Abrió un lujoso libro de arte ilustrado titulado
Glorias del Vidrio Veneciano
. Un grabado a toda página mostraba lo que, a primera vista, parecía una fuente resplandeciente congelada en el aire.

—No puedo creerlo —dijo Bradley, después de mirarla durante unos segundos con los ojos dilatados por el asombro—. ¿Cómo podían beber con eso? Más aún: ¿Cómo pudieron
fabricarlo
?

—Buenas preguntas las dos. Ante todo, es un objeto puramente ornamental, para ser contemplado, no para ser usado. Un ejemplo perfecto del aforismo de Wilde: «Todo el arte es completamente inútil».
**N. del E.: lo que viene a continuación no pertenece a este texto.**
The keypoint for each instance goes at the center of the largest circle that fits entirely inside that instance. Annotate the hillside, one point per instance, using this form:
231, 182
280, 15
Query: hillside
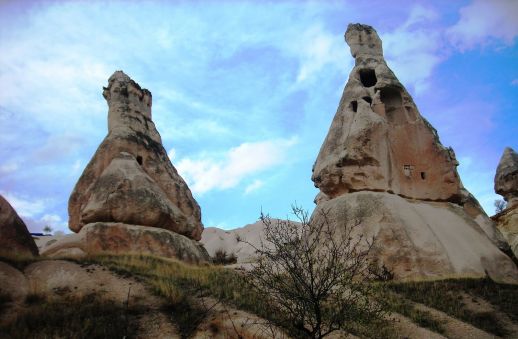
145, 296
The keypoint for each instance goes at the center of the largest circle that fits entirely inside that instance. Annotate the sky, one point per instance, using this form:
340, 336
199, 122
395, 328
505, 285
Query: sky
243, 91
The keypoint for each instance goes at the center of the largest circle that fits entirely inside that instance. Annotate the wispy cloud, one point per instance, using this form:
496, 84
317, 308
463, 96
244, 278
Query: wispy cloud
209, 173
485, 22
413, 49
24, 206
255, 185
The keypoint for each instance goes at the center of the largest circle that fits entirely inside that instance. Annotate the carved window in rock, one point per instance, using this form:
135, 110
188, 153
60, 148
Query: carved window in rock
407, 170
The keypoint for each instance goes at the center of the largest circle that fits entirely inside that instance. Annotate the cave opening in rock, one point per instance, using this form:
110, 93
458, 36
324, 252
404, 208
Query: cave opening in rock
391, 98
368, 77
354, 105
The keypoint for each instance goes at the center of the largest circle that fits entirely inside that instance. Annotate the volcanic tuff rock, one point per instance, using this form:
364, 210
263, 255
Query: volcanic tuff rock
15, 239
506, 184
378, 141
506, 178
383, 167
130, 179
119, 238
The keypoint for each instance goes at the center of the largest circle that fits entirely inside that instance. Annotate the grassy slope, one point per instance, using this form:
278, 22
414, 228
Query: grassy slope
182, 285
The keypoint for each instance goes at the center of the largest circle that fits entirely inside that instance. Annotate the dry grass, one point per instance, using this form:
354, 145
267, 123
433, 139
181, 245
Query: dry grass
85, 317
444, 295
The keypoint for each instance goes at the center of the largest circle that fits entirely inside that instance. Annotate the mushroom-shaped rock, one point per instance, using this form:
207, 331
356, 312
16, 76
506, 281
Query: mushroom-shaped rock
382, 168
15, 239
130, 178
378, 140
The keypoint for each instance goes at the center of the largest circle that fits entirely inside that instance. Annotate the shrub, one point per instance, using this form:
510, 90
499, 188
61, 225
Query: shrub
222, 258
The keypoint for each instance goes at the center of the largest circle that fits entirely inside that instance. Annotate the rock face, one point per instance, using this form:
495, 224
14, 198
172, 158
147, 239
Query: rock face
378, 141
15, 239
506, 184
239, 241
130, 179
506, 178
384, 161
119, 238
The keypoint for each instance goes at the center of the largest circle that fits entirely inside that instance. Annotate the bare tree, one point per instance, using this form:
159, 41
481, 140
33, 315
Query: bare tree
499, 205
315, 276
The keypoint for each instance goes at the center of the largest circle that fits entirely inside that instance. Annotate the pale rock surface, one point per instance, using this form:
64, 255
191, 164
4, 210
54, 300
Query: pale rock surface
12, 282
506, 178
416, 239
506, 184
239, 241
15, 239
378, 141
132, 163
383, 167
119, 238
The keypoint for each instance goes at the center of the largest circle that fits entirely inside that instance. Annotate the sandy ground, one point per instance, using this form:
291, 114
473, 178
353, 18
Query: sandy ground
59, 278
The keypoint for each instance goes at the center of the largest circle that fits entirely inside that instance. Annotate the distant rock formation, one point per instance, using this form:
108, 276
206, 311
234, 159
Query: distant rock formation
130, 179
506, 184
15, 239
382, 165
241, 241
119, 238
130, 198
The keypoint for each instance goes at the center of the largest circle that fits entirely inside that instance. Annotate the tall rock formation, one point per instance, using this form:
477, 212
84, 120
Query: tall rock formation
130, 179
382, 166
15, 239
506, 184
130, 198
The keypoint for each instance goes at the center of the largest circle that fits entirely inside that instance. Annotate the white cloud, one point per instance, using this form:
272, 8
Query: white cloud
413, 50
320, 48
254, 186
8, 168
23, 206
208, 173
482, 22
171, 154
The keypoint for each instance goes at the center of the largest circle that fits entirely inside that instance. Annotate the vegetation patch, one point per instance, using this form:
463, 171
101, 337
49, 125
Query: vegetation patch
221, 257
444, 295
86, 317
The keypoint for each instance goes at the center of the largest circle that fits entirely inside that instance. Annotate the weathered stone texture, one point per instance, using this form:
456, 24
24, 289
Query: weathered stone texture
383, 168
132, 164
15, 239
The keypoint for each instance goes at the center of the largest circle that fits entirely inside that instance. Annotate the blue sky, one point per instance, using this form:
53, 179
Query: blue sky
243, 92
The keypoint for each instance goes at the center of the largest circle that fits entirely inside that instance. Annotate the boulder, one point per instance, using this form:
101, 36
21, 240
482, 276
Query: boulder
506, 184
383, 170
132, 171
15, 239
119, 238
418, 239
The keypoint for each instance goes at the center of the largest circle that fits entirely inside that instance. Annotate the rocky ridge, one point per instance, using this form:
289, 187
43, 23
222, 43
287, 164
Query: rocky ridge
382, 166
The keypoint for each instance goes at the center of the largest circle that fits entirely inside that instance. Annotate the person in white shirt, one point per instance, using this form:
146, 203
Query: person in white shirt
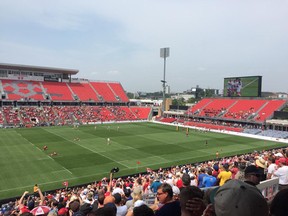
271, 167
282, 174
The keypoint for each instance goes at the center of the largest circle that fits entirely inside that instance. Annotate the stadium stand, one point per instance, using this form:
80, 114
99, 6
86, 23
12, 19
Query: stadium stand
58, 91
83, 92
105, 91
119, 91
267, 111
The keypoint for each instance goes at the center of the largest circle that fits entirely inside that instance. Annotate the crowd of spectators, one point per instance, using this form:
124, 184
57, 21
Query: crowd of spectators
67, 115
225, 186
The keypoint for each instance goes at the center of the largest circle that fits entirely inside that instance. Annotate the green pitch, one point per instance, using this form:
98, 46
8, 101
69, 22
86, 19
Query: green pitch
133, 147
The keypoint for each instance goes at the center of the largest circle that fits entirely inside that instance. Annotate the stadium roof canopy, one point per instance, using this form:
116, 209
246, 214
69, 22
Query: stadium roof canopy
38, 69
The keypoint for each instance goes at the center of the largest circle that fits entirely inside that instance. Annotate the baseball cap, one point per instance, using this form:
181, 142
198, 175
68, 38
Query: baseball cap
238, 198
252, 170
282, 160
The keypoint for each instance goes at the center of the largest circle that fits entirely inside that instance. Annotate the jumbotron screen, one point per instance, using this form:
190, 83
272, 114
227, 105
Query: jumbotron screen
249, 86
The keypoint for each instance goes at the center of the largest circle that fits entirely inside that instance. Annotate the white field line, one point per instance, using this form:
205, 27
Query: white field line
89, 149
48, 157
46, 183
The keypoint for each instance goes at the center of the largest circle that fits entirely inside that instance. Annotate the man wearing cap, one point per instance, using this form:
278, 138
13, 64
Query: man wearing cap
224, 175
261, 164
271, 167
168, 207
252, 175
282, 174
237, 198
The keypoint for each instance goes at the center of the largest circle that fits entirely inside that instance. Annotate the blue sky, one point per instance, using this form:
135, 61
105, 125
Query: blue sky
120, 40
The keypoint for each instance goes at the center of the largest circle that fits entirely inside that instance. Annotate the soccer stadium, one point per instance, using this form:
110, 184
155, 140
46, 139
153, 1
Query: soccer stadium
68, 136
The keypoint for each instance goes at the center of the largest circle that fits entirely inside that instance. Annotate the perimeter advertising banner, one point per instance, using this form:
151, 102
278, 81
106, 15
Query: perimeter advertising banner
250, 86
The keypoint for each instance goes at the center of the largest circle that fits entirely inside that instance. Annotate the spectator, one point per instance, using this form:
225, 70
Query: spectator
224, 175
155, 185
191, 201
168, 206
201, 177
271, 167
252, 175
282, 173
279, 205
209, 180
237, 198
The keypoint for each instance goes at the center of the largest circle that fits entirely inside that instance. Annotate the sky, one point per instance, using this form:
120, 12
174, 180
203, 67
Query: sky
120, 40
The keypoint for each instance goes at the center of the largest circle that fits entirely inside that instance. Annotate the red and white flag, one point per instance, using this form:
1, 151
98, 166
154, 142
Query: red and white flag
148, 170
65, 184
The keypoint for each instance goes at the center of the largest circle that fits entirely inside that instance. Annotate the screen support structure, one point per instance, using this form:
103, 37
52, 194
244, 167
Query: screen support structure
164, 53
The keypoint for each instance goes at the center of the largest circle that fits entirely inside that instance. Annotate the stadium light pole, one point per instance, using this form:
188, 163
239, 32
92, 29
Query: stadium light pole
164, 53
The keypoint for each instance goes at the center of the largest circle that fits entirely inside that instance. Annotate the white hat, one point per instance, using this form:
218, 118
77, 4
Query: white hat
238, 198
176, 190
278, 154
139, 203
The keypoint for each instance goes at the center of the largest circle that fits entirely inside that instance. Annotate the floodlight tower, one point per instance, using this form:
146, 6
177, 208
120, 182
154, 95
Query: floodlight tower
164, 53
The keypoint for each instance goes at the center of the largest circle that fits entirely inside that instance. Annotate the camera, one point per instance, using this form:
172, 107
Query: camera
115, 170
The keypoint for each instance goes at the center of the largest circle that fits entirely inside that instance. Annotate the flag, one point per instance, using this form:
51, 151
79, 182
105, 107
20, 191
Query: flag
65, 184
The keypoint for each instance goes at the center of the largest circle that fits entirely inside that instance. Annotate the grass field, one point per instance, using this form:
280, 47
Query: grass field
133, 148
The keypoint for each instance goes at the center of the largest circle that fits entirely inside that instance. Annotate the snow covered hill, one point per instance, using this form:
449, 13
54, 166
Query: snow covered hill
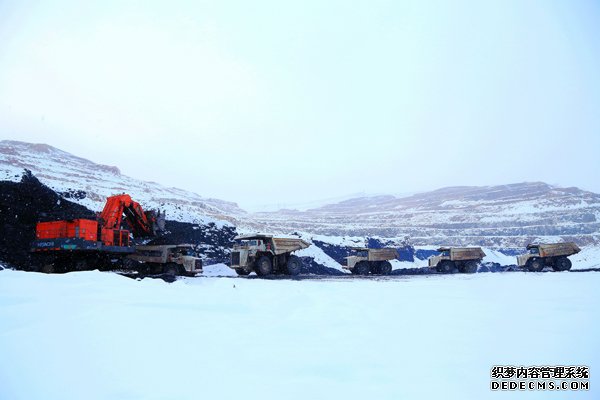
508, 216
494, 216
89, 184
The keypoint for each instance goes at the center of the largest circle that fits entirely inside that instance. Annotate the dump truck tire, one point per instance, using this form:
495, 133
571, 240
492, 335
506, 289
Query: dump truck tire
375, 267
562, 264
385, 268
242, 272
470, 267
264, 266
47, 268
445, 267
535, 265
171, 269
293, 266
361, 268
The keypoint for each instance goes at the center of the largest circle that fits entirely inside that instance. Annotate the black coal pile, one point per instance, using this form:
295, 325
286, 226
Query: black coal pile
22, 205
212, 242
309, 266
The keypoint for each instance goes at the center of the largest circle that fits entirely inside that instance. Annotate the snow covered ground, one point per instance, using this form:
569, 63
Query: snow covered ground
93, 335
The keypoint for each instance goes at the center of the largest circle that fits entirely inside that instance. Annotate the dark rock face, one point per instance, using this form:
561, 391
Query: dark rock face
212, 243
22, 205
309, 266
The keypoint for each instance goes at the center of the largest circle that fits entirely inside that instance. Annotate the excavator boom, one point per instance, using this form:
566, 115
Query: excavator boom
142, 224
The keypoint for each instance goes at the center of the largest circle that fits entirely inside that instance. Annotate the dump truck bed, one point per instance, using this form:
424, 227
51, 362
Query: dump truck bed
557, 249
464, 253
287, 245
382, 254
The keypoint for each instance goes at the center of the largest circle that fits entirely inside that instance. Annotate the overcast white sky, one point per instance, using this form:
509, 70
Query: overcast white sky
271, 102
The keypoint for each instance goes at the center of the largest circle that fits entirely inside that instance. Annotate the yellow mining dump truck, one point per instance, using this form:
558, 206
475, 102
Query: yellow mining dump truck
265, 254
553, 255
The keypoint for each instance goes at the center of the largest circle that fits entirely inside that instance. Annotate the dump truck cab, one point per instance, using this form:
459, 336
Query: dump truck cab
266, 254
364, 261
555, 255
465, 259
180, 259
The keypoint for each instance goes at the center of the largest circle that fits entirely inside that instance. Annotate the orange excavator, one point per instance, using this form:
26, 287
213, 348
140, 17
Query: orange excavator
84, 243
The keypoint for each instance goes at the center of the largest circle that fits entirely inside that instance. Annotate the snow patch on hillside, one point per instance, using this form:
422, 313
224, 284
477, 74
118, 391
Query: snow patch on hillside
320, 257
589, 257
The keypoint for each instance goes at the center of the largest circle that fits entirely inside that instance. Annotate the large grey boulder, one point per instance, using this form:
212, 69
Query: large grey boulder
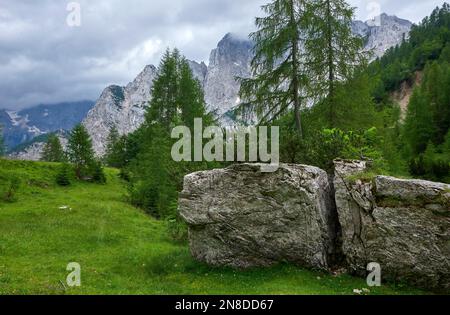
241, 217
404, 225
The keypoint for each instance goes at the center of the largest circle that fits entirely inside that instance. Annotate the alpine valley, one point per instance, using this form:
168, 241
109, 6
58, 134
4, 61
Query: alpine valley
124, 107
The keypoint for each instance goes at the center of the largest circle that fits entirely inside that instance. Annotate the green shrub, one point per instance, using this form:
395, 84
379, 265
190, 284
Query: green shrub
63, 178
98, 174
10, 191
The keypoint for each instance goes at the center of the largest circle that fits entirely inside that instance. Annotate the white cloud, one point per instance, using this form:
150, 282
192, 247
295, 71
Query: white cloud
42, 59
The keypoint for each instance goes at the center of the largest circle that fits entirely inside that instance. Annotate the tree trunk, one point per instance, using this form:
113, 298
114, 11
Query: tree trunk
295, 81
330, 67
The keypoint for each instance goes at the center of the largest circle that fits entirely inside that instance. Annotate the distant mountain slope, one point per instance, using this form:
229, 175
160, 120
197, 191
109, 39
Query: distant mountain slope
23, 126
124, 107
382, 33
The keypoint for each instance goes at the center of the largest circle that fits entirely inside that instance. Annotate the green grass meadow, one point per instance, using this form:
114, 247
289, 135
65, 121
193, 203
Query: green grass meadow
121, 249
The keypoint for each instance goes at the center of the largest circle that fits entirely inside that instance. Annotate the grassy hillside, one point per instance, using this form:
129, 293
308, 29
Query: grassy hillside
121, 250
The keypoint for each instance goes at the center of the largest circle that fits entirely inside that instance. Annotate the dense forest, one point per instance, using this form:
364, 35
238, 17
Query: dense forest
319, 88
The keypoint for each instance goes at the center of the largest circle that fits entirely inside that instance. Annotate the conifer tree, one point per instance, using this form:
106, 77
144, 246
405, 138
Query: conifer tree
278, 80
80, 150
53, 151
115, 155
2, 145
164, 102
418, 129
177, 98
332, 52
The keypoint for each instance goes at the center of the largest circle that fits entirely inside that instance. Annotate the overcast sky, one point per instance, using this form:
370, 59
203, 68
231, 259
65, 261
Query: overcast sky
44, 60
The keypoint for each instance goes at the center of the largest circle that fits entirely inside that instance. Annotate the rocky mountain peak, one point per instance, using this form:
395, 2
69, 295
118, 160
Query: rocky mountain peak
229, 61
124, 107
382, 32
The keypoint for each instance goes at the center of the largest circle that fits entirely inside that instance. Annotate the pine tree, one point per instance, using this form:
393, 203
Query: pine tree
80, 151
163, 107
64, 175
418, 129
177, 99
332, 52
278, 80
115, 155
2, 145
53, 151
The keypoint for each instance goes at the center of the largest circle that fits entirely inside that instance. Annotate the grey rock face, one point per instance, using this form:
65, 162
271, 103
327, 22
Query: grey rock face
242, 218
231, 59
20, 127
199, 70
382, 33
404, 225
122, 107
33, 152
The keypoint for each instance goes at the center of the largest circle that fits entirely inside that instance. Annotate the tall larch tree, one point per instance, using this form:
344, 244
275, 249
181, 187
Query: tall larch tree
79, 150
332, 52
278, 82
53, 150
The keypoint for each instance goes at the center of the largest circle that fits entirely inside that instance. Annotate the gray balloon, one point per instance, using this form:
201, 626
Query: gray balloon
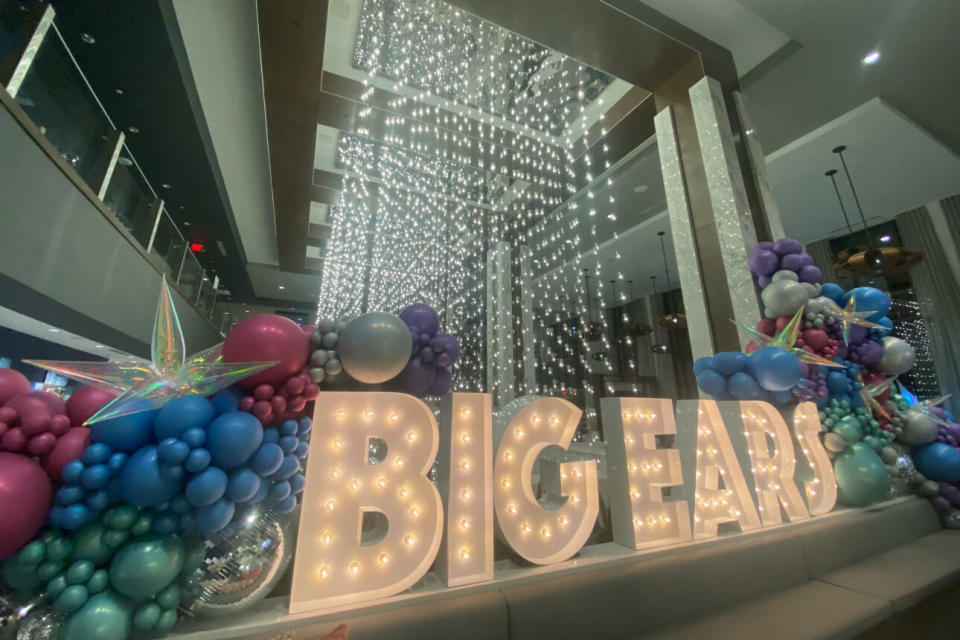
375, 347
898, 356
918, 428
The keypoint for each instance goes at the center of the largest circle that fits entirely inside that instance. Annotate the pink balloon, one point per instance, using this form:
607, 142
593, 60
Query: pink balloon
268, 337
85, 402
12, 383
24, 501
69, 447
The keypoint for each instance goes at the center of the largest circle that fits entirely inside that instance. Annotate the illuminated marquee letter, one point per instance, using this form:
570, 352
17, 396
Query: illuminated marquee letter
332, 567
717, 463
822, 489
639, 472
541, 535
772, 470
465, 477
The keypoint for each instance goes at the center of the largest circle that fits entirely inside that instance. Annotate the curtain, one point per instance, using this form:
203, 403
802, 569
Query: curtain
937, 295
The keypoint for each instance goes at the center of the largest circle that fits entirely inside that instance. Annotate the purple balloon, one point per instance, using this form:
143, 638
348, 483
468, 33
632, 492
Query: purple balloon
810, 273
422, 316
763, 262
784, 246
417, 377
442, 383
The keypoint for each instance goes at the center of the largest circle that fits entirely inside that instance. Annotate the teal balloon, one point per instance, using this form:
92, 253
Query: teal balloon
849, 430
145, 566
861, 475
105, 616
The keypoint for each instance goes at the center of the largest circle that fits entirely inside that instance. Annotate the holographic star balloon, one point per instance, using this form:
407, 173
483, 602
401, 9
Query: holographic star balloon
849, 316
170, 374
786, 338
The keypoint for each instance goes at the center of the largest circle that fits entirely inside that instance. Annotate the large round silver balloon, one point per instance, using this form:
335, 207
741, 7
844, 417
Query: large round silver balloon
898, 356
375, 347
243, 563
917, 428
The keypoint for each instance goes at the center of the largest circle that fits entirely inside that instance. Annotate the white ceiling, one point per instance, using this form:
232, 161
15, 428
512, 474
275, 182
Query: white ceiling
895, 165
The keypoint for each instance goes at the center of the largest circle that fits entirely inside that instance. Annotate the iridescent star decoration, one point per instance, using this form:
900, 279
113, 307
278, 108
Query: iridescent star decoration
849, 316
786, 338
150, 385
870, 391
924, 406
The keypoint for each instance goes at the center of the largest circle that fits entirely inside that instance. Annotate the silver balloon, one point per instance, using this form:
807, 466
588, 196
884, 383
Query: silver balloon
375, 347
898, 356
243, 562
917, 428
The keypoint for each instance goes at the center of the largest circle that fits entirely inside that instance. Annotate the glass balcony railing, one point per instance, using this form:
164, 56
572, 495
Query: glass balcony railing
53, 92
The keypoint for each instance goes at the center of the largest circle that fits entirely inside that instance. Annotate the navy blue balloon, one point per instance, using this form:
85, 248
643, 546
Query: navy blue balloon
742, 386
267, 459
180, 414
938, 461
730, 362
233, 438
243, 485
206, 487
226, 400
216, 516
141, 482
702, 364
126, 433
832, 290
774, 369
711, 382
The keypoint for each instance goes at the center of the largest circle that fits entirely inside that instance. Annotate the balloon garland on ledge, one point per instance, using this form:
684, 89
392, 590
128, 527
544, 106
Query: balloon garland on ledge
820, 343
173, 486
»Y, aunque me gustaría responder a su segunda pregunta, no puedo.
No lo sabemos
. Desde luego, podemos adivinar algunas de las técnicas utilizadas, pero ¿cómo conseguía el soplador que esos firuletes se entrelazaran? ¡Y fíjense cómo encajan esas pequeñas esferas unas dentro de otras! Si no lo hubiera visto con mis propios ojos, habría jurado que algunas de estas piezas tenían que haberse realizado en un ambiente de ingravidez.

—Entonces
por eso la
«Parkinson» ha reservado espacio en el «Skyhab 3».

—¡Qué ridículo rumor! Ni merece la pena desmentirlo.

—Roy Emerson me dijo que esperaba con ilusión salir al espacio por primera vez e instalar un laboratorio con gravedad cero.

—Ahora mismo mando un fax a Roy para decirle muy finamente que cierre su puñetera boca. Pero, ya que ha sacado usted el tema, le diré que, efectivamente, pensamos que el soplado de vidrio en ambiente de ingravidez tiene posibilidades. Tal vez no suponga una revolución en la industria como la del
floatglass
como en el siglo pasado, pero merece que se haga una prueba.

—Si me permite la indiscreción, ¿cuánto puede valer ese vaso?

—Supongo que la pregunta no es oficial, por lo que no le daré la cifra que pondría en el informe de la Compañía. De todos modos, usted sabe lo fluido que es el negocio del arte. Tiene más altibajos que la Bolsa. No hay más que ver los chafarriñones por los que a finales del siglo XX se pagaban fortunas y que ahora nadie quiere ni regalados. Y, en este caso, está además la historia de la pieza. ¿Cómo se puede valorar
eso
?

—Diga una cantidad.

—Me sentiría muy decepcionado si se valorara en menos de cincuenta millones.

Bradley silbó.

—¿Y hay muchas más cosas ahí abajo?

—Muchas. Aquí está la lista completa que se confeccionó para la exposición que preparaba el Smithsonian… que prepara con cien años de retraso.

Había en la lista más de cincuenta piezas, todas ellas, descritas con nombres muy técnicos de resonancias italianas. Aproximadamente la mitad tenían un interrogante al lado.

—Aquí hay un pequeño misterio —dijo Parkinson—. Faltan veintidós piezas, pero
nos consta
que iban a bordo y estamos seguros de que el bisabuelo las llevaba consigo, porque se quejaba del mucho espacio que ocupaban y decía que no podía dar fiestas.

—Entonces…, ¿habrá que echarles otra vez la culpa a los franceses?

Era un chiste ya muy gastado. Algunas de las expediciones francesas al
Titanic
, realizadas durante los años que siguieron a su descubrimiento, en 1985, habían causado considerables daños, al tratar de recuperar objetos. Ballard y sus colaboradores no se lo habían perdonado.

—No; creo que los franceses tienen una coartada bastante sólida. Nosotros hemos sido los primeros en entrar. Mi teoría es que el bisabuelo haría trasladar las cajas a un camarote o pasillo contiguo. Estoy seguro de que no estarán lejos. Más tarde o más temprano, las encontraremos.

—Así lo espero; si sus cálculos son exactos, y al fin y al cabo usted es el especialista, esas cajas de vidrio sufragarán toda la operación. Y todo lo demás serán beneficios limpios. Buen trabajo, Rubert.

—Esperamos que la Fase 2 no vaya peor.

—¿El
Topo
? Ya lo vi abajo, al lado de la compuerta. ¿Algo más desde su último informe que por cierto era bastante superficial?